El principal escollo era el económico. Para desbloquear la situación, se concedieron una serie de subvenciones. No sólo los gastos de armar las galeras se pagarían con el botín, sino que su mantenimiento se sufragaría con los fondos de las limosnas, indulgencias y legados píos, haciendo honor a la condición santa de la flota. También se otorgaron otras asistencias nada baladíes. Los dispendios de las atarazanas se cubrirían igualmente de aquellos piadosos fondos, y la ciudad de Valencia aportaría 1.600 quintales de galleta, lo que ponía de manifiesto su capacidad de abastecerse de cereales y otros alimentos.
La disciplina y el cumplimiento de las órdenes supremas plantearon otros problemas no menos delicados. A los patronos de las naves se les exigió que enrolaran gente capaz, abasteciéndola debidamente. Debían enfilar sus naves contra los objetivos norteafricanos inexcusablemente en tres meses, sin desviarse un ápice. Transcurrido aquel lapso de tiempo, se les permitía proseguir combatiendo en la costa norteafricana, con la advertencia de no atacar a ningún amigo a aliado del rey de Aragón.

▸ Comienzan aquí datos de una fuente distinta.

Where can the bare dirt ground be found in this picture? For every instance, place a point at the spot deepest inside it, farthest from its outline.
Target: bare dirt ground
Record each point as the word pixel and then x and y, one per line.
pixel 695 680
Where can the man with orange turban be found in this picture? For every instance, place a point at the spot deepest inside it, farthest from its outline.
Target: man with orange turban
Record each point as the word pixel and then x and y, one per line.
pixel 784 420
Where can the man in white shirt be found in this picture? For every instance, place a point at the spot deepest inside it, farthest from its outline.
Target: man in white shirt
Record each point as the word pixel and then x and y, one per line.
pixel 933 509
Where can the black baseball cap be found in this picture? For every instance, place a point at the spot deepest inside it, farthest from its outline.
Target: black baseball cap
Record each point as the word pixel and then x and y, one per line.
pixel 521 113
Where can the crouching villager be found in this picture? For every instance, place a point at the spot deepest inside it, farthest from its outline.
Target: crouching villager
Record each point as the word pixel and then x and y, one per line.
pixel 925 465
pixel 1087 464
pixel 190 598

Los servidores del monarca podían convertirse en piratas que persiguieran sus propios fines de enriquecimiento y promoción, muy al margen de la Cruzada, pero Martín I no tuvo más remedio que otorgar que los fondos de la empresa fueran administrados por los clavarios de los patronos. La realidad de la situación, la de un rey atado a los recursos de sus súbditos, no dejaba de ser tozuda, aunque se pensara abatir a los enemigos de la Cristiandad.
Fuente.
Andrés Díaz Borrás, Los orígenes de la piratería islámica en Valencia. La ofensiva musulmana trecentista y la reacción cristiana, Barcelona, 1993, Documento 77, pp. 304-312.